Consider the gojuon layout of hiragana. There is 1 column for the vowels, 9 columns for syllables beginning with consonants, and finally "n".
Find a word or phrase in Japanese of 9 syllables (kana) such that the syllables come from the 9 consonant columns and use each column exactly once. Perhaps also permit vowel kana and "n", but they are ignored.
Such a word, a type of pangram, induces an ordering of the 9 columns, which would be an improvement over the traditional ordering K S T N H M Y R W (right to left: W R Y M H N T S K ) which makes no (modern) sense as it is a carryover from Sanskrit. What (if any) is the reason for the order of the letters/sounds in the Sanskrit alphabet?
Previously, we considered similarly reordering the letters of the Latin alphabet.

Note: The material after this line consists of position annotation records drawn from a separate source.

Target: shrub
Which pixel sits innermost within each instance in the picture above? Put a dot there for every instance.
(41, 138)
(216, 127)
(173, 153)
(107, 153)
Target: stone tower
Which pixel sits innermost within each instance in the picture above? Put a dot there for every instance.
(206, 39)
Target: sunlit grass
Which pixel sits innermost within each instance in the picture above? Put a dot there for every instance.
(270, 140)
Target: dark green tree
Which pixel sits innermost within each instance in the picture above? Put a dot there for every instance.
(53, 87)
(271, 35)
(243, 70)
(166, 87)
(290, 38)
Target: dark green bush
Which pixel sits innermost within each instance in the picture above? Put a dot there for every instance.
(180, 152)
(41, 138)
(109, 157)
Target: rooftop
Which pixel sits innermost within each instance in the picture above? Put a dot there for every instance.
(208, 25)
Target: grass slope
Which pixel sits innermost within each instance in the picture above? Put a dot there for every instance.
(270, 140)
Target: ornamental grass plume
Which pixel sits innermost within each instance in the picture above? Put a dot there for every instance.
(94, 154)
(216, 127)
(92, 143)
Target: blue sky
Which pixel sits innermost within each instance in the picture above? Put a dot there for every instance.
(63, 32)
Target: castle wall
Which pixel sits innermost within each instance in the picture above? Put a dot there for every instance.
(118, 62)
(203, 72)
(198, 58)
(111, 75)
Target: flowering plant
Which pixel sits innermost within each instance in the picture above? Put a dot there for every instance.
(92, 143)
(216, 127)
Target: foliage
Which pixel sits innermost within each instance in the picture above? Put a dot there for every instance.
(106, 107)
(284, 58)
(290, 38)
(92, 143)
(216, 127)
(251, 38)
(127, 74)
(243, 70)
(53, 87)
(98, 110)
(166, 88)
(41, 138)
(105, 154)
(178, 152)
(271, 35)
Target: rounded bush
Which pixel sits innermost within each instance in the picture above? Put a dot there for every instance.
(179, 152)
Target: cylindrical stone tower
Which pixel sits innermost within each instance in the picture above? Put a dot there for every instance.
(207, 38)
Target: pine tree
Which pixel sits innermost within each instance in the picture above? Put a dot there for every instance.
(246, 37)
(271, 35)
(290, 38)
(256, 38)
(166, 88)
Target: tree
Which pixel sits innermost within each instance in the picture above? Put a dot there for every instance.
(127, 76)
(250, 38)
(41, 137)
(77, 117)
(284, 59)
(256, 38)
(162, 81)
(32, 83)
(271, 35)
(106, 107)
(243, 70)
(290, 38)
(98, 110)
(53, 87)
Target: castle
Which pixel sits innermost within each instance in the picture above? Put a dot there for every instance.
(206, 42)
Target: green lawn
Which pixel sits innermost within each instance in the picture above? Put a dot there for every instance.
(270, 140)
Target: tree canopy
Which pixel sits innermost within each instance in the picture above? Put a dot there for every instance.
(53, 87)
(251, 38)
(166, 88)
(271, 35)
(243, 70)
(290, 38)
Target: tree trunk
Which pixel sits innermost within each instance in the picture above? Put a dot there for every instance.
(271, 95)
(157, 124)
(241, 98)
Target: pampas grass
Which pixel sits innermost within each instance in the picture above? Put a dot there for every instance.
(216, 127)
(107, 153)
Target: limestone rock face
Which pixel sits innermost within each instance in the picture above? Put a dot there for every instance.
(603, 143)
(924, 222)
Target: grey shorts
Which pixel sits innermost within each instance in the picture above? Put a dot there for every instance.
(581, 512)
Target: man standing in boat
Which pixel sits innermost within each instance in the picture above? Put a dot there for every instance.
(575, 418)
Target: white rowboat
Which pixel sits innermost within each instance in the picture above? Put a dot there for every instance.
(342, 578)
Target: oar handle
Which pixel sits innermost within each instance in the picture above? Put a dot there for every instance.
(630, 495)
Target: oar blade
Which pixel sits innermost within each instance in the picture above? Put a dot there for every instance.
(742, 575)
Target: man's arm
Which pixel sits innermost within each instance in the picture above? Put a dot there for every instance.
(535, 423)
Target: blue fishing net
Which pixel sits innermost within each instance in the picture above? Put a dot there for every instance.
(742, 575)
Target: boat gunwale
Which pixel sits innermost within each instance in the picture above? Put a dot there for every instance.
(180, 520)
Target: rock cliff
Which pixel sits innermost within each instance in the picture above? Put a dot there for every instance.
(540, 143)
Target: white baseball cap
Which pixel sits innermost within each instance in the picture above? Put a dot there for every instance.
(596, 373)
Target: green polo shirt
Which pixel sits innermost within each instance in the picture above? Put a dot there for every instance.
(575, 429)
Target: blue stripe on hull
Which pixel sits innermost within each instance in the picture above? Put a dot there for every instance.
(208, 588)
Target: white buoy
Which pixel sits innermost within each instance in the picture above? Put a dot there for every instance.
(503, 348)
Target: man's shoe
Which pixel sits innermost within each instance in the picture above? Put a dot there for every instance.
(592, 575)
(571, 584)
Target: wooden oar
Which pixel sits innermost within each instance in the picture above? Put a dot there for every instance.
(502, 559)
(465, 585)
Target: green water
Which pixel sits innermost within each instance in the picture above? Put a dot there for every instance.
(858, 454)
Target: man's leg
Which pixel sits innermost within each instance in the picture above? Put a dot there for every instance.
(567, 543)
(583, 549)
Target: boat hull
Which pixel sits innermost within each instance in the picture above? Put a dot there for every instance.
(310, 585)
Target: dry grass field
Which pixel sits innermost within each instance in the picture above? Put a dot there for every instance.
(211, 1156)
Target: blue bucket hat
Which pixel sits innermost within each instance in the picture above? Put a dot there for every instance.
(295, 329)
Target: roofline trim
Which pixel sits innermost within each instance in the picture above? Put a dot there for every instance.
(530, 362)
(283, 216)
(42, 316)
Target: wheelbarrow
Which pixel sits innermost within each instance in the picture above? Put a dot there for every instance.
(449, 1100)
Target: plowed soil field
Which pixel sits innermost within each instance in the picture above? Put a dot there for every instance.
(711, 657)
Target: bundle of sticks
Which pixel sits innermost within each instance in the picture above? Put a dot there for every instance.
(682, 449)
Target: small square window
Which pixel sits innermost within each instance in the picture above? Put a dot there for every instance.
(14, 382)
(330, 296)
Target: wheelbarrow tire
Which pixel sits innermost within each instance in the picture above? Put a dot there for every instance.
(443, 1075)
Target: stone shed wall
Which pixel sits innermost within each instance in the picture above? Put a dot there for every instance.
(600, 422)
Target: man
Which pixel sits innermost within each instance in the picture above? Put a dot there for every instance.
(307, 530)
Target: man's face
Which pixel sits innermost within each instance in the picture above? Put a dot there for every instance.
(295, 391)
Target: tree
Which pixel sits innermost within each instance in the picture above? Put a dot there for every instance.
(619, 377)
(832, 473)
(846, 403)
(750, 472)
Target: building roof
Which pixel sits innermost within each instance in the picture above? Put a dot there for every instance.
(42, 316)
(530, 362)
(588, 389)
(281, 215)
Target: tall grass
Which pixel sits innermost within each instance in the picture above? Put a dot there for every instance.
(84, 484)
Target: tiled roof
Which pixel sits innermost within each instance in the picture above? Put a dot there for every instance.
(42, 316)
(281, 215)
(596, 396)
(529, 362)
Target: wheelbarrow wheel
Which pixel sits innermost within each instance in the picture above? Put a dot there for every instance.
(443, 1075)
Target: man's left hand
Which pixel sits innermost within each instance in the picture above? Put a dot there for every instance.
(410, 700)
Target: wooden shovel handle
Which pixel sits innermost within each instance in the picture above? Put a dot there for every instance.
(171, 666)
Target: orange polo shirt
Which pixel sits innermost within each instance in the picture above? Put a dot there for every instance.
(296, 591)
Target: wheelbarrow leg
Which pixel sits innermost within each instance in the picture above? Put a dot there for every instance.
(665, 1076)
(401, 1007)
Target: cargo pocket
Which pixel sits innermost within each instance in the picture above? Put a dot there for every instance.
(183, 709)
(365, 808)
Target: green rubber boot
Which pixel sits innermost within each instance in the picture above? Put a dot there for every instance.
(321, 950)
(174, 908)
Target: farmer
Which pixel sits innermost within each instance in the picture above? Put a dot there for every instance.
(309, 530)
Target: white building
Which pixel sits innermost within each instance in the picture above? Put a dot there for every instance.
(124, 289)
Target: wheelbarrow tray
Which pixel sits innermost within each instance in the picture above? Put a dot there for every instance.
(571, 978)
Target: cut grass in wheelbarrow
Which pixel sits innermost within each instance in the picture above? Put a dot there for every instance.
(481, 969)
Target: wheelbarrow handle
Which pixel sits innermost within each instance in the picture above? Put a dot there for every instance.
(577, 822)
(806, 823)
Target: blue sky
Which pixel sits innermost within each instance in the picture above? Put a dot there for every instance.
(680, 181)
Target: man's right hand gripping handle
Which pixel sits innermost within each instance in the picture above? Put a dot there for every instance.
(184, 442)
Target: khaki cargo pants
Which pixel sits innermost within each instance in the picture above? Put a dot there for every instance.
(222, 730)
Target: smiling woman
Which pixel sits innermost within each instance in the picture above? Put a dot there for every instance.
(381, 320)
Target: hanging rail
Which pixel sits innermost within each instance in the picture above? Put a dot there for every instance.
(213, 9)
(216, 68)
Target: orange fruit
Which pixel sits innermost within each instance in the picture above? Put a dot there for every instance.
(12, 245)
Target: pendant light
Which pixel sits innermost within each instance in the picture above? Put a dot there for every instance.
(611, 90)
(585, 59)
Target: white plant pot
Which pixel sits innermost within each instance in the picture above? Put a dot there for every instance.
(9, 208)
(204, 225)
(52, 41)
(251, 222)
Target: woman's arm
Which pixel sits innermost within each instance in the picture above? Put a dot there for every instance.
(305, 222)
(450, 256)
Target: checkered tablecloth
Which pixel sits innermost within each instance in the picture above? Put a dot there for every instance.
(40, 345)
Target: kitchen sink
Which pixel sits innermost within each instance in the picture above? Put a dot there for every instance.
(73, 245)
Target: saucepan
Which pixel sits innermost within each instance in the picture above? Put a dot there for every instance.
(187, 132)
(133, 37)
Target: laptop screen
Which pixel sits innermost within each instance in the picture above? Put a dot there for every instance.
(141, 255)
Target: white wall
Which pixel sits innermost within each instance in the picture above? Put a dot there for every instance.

There are almost certainly Japanese mnemonics to memorize the traditional ordering.
We also have to specify an ordering of the vowels. However, a natural vowel ordering exists, namely I E A O U, corresponding to a compact path through the vowel chart in linguistics, or equivalently a compact path of the tongue through the mouth.
Incidentally, Japanese already has the impressive Iroha poem, which is a perfect pangram over all the hiragana, not just the columns. The poem is used as an ordering. Have there been subsequent attempts at better poems?